My reading tastes aren’t particularly highbrow. People sometimes assume because of my work as an editor that I read weighty classics or obscure literary fiction. I don’t. I love humor, travel, and food writing. Memoirs have always enticed me, as do good “beach reads.” Mysteries and thrillers—not so much. No science fiction or fantasy at all. I try to work in selections from my stack of New Yorkers periodically so that I can keep on top of what good writing looks like and figure out how the editors edit.

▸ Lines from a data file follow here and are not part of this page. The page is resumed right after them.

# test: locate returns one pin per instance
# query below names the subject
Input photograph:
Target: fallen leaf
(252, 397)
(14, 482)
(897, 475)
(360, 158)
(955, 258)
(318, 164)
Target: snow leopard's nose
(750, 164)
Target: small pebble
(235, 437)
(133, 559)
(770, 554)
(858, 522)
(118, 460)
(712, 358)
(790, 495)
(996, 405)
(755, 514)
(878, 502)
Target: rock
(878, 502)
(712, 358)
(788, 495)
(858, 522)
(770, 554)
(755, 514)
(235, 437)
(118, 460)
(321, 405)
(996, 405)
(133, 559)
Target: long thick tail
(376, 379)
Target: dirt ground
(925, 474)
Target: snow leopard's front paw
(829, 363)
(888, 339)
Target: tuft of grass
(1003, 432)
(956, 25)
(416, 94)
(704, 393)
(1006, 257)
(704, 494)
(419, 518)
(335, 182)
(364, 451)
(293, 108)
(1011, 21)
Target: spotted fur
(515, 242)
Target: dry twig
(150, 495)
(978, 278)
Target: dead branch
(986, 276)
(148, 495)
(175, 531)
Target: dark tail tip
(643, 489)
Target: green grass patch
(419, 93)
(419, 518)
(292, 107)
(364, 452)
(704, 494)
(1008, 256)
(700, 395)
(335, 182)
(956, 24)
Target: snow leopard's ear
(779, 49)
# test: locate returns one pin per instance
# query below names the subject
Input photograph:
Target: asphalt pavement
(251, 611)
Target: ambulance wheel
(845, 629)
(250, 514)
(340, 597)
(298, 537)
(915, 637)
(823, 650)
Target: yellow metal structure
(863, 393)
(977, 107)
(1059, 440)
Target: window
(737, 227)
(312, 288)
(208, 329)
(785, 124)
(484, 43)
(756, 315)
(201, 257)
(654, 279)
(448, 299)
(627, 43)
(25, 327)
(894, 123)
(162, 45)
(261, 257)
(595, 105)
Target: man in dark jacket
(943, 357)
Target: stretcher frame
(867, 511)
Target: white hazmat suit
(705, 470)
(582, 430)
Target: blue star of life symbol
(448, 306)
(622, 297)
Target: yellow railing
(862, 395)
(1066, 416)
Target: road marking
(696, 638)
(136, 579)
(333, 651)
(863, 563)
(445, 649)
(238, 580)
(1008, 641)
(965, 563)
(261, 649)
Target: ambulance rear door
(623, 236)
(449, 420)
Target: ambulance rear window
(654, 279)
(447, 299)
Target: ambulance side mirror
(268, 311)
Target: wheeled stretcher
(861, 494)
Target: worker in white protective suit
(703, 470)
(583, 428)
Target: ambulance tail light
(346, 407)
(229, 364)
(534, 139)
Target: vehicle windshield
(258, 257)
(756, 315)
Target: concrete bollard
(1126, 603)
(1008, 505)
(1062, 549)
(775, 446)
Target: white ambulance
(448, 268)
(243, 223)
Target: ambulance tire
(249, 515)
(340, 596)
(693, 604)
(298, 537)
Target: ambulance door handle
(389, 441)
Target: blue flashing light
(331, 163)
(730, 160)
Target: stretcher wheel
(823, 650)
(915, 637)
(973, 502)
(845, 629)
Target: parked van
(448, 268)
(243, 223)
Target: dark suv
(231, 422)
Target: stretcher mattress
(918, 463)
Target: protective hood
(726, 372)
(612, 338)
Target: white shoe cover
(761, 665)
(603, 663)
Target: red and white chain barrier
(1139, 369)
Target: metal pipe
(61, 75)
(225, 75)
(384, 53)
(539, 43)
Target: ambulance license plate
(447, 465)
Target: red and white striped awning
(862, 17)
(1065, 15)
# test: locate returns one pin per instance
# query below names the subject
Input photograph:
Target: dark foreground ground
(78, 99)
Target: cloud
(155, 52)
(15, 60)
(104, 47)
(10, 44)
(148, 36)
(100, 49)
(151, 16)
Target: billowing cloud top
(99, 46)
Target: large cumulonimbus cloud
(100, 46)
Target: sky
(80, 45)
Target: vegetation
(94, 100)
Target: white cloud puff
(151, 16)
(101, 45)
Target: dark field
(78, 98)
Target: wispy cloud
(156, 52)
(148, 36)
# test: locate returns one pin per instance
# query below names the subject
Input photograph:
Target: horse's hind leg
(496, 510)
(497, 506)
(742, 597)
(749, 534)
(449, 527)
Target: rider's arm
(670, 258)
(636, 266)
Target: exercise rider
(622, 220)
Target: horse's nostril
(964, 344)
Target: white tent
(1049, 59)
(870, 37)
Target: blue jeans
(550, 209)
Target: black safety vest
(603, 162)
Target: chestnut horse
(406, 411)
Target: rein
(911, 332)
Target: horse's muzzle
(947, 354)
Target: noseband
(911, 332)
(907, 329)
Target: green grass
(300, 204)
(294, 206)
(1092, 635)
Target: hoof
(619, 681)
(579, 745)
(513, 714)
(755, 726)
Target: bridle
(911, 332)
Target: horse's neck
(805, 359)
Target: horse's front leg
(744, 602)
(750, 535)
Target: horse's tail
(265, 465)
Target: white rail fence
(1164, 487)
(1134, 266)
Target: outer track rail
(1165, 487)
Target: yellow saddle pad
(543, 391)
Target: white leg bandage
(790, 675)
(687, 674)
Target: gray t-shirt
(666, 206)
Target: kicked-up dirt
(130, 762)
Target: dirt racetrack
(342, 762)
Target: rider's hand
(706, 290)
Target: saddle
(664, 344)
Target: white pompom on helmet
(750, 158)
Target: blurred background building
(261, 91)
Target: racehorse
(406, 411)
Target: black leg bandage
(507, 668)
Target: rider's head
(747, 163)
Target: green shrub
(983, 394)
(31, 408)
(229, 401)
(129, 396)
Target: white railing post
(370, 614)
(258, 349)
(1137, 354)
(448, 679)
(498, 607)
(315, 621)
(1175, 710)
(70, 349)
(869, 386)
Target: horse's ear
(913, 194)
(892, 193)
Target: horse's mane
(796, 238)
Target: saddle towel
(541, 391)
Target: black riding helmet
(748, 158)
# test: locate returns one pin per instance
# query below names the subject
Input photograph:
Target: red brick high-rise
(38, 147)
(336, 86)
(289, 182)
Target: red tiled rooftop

Somehow, even though I am a part-time working parent whose kids are out of school, I cling to this illusion that summer means more time for extended reading. I have three books going on my Kindle and a stack of books from the library, and I would like nothing better than to sit down and while away the hours reading them all. Unfortunately, my kids don’t share this passion, which utterly bewilders me. I have managed to implement a modest summer reading plan for them, and they have each gotten into some series of books that hold their attention. But thirty minutes during the day and thirty minutes at night is the extent of it. They have many other things that they would rather be doing, many of which involve me in some way. When they stop to read, I have to snatch those moments of quiet to get some work done, so my reading gets pushed aside.

Sadly, I can’t read in any moving vehicle, and I can only read in airplanes when there isn’t a whiff of turbulence and I am not dry-eyed and tired (when do those particular stars align??). That doesn’t work very well in the summer when increased car and air travel would naturally provide those times to read. But I still manage to sneak in snatches of reading here and there throughout the day. I read at breakfast when the kids are busy picking on each other and avoiding their food; I read while I cook, waiting for something to boil or finish roasting; I read while waiting for the kids at an activity; I read in doctors’ offices or other waiting rooms; and most glorious of all, I read when I go to bed at night. The end of my day is the highlight of my day. I climb into bed, check in with Dan, and then settle in with a book for as long as I want. I enter this other universe, lit by the halo of my reading light, or the glow of my Kindle screen, and it is very, very good.